А в церкви, когда он пожелал спуститься в фамильную усыпальницу, поднял тяжелый металлический люк и ступил на шаткую лестницу, его едва не пришибло люком, но мы с Черныхом вовремя подхватили и удержали пудовый лист на весу.
– А где покойники? – донеслось из подземелья, и усатая физиономия Кондора высунулась наружу с немым вопросом, точно покойников утащили из усыпальницы мы оба – я и Владимир Игнатьевич. – Здесь пустые ниши. А где?..
– Так в революцию все и перевернули. Видно, искали чем поживиться, – вздохнул с удрученным видом Черных. – А покойников выкинули. Что с ними церемониться, с покойниками. Они ведь графы, белая кость…
Напоследок, как и предполагалось, Горецкий слазил в подземный ход или в ту слепую узкую кишку, что от него осталась. Ход был узок, двоим не разминуться, и я, каюсь, не без внутреннего удовлетворения уступил право и обязанность находиться рядом с руководством рвавшемуся в гиды Черныху. Не знаю, как они там протискивались – длинный и толстый – и добрались ли до нерасчищенного тупика под фундаментом особняка, но минут через пять оба выбрались на свет божий, как кроты из свежевырытой норы: в паутине и пыли, осыпанные землей, точно прахом веков.
– Надо бы углубить на полметра, – фыркая, отряхиваясь и кошачьими движениями рук сметая с головы паутину, говорил Черныху Горецкий. – Два раза макушкой треснулся… Что ж они, вприсядку супницы носили? Нет, ход был глубже, я вам говорю!
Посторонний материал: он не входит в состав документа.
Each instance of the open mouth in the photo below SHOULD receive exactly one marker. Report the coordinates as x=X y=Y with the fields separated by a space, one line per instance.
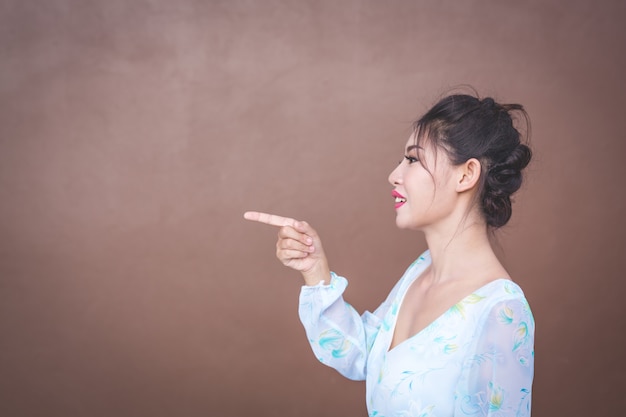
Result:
x=399 y=199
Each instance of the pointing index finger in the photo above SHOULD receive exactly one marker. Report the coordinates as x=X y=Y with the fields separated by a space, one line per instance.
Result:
x=271 y=219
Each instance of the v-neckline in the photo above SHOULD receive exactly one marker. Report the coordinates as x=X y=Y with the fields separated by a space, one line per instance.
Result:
x=416 y=277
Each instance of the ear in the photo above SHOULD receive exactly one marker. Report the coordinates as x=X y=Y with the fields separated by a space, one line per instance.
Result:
x=469 y=174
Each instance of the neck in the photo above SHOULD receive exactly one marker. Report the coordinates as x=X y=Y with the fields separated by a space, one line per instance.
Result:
x=462 y=252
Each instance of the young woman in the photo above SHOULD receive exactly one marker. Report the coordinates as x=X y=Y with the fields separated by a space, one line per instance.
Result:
x=455 y=335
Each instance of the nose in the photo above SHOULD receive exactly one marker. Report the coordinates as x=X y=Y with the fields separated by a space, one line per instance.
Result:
x=395 y=176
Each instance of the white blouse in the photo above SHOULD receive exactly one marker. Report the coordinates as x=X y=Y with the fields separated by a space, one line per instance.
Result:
x=476 y=359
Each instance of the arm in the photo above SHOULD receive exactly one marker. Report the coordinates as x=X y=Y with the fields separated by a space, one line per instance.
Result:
x=497 y=376
x=339 y=336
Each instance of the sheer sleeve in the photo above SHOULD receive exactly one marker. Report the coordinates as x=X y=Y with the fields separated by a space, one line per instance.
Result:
x=497 y=375
x=339 y=336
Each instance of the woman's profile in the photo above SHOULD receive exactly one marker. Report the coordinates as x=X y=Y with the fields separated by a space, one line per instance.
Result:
x=455 y=336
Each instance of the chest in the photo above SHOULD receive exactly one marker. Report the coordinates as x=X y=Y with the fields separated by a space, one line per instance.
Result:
x=421 y=306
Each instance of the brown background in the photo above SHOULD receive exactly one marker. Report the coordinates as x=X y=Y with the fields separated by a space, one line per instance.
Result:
x=134 y=134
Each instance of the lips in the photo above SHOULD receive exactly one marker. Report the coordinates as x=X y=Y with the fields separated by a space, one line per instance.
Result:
x=399 y=198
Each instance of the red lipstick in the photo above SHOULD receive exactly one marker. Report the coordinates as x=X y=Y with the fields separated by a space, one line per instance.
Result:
x=400 y=199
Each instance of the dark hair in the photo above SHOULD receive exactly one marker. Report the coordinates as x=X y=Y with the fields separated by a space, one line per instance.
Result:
x=469 y=127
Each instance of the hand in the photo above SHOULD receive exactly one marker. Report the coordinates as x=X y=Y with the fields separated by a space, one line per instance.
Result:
x=298 y=247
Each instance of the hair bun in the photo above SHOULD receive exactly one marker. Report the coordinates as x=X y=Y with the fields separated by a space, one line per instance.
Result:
x=502 y=180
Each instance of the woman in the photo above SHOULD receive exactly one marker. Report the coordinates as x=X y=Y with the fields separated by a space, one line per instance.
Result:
x=455 y=335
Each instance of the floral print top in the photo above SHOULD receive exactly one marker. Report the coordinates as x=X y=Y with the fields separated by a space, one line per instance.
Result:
x=476 y=359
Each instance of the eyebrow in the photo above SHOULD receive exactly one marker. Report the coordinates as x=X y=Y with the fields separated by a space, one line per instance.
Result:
x=410 y=148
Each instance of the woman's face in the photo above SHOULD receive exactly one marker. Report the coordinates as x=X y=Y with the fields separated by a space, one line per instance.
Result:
x=424 y=188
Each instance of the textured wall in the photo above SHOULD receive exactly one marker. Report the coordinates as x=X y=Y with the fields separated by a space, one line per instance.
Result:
x=134 y=134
Тьфу, пропасть, и под землей пауки!..
– А как же, и углубим! – поддакивал довольный Владимир Игнатьевич и, порываясь отряхнуть землю с воротника важного гостя, приподнимал руку и тотчас отдергивал, прятал за спину. – Сейчас организую. Будет у студентов производственная практика. А как же! На полметра, не меньше…
– Ловлю на слове! А мы с Евгением Николаевичем скоро наведаемся к вам. Когда, говорите, студенты съезжаются? Вот и прекрасно. Организуйте к началу занятий опрос молодежной аудитории – что-нибудь о преступности и правопорядке. Мы приедем, выступим, растолкуем. Как вас там? До встречи, Владимир Игнатьевич!
– Как же?.. А, Евгений Николаевич?.. – взволновался Черных, топоча на некотором расстоянии вслед за нами, но я шикнул и упреждающе поднял палец, потому что за секунду до того намекнул Горецкому о предложении Владимира Игнатьевича выпить за знакомство, на что Кондор недоуменно и несколько брезгливо вскинул бровь: пить? с кем? с этим?
Когда машина выезжала со двора, я оглянулся. Полная, тюленья фигура Черныха, отдаляясь, выглядела печальной и обиженной.
– Ну, что у нас дальше по плану? – не оборачиваясь, спросил Горецкий, и, решив, что момент истины настал, я отважно произнес слово «обед».
Живо обернувшись, он поглядел на меня в упор, поинтересовался где и, когда я промямлил о скромной столовой в «одном хозяйстве», неожиданно согласился: «Вези! Но чтобы никого!» Тут я на радостях едва не воскликнул: «Никого! Всех уроем!» – и тотчас сник. Ведь было неясно, как он посмотрит на сельскую хатку, в которой располагалась столовая. Выпятит губу: почему не в ресторане? Развернется и уедет? Как бы там ни было, а надо прояснить, подготовить…
– Там внешне не очень. Такой себе домик… Но тихо, посторонних нет. И готовят отменно, по-домашнему. Можно бы, конечно, и в ресторан, только ресторан давно закрыт. Построили на берегу, у воды, фундамент и подмыло. Одна стена просела, может обрушиться. Нет у нас ресторана.